DEDUCTION OR WIPEOUT?
Perhaps the most telling difference between the Bush and Gore tax programs concerns the marriage penalty--the quirk in the tax code that causes some working husbands and wives to pay more tax than two single people would on the same incomes. Bush promises he would give a new break to those married couples who did not pay the penalty. Gore, says Blinder, would deal with the penalty in a more progressive way--by raising the standard deduction for married couples, which is taken only by relatively low-income people, in order to target any benefit to the neediest.
The only argument at the TIME meeting that came close to shouting concerned Social Security. Martin Feldstein, president of the National Bureau of Economic Research and a Bush adviser, is a strong advocate of diverting some Social Security tax payments into individual investment accounts. At the meeting, Feldstein described that scheme as the best way to keep politicians from in effect raiding the Social Security surplus to finance lavish spending programs. They would do so, he said, by once more running the non-Social Security budget into deficit and blandly contending that the government as a whole still had a surplus. Reischauer and Blinder replied vehemently that today's politicians wouldn't dare. Feldstein nonetheless insisted that the only way to keep the $2.4 trillion Social Security surplus safe was to put some of it into privately held individual accounts that Congress could not touch.
None of this satisfied Cohen and Wyss. Both worried that Gore and Bush were committing the whole non-Social Security surplus to being given away in tax cuts or spending programs. Wyss in particular asserted that Standard & Poor's long-range forecasts show that when "we get out 25 years we have a real problem making this economy function" because of the enormous strain that baby-boomer retirements will continue to put on Social Security, Medicare and other entitlement programs. He fears that neither the Bush nor the Gore program would save enough of the surpluses to begin building reserves adequate to deal with this threat.
"OFF TRACK" ON TAXES
Reischauer too is not wholly satisfied with either program. Both candidates are "off base" on taxes, he says. He would prefer a tax plan that would move back toward the low-rate, broad-based, simplified reform that Congress enacted in 1986 and then began pulling apart again.

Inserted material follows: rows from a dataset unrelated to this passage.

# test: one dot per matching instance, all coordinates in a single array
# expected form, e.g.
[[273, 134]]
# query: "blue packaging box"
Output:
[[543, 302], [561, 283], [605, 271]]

But Reischauer adds a more cheering thought: "If three years ago we could have looked at the conversation we are having now, we would have said, 'What are these people complaining about?'" He and Feldstein are especially cheered by the prospect of paying down the national debt by at least $2.4 trillion over the next 10 years. Feldstein calculates that would reduce the debt to less than 10% of gross domestic product--a ratio that "hasn't been seen in any of our lifetimes."
In other words, neither the Bush nor the Gore program may be ideal--but even the most intense partisans cannot call either a prescription for disaster.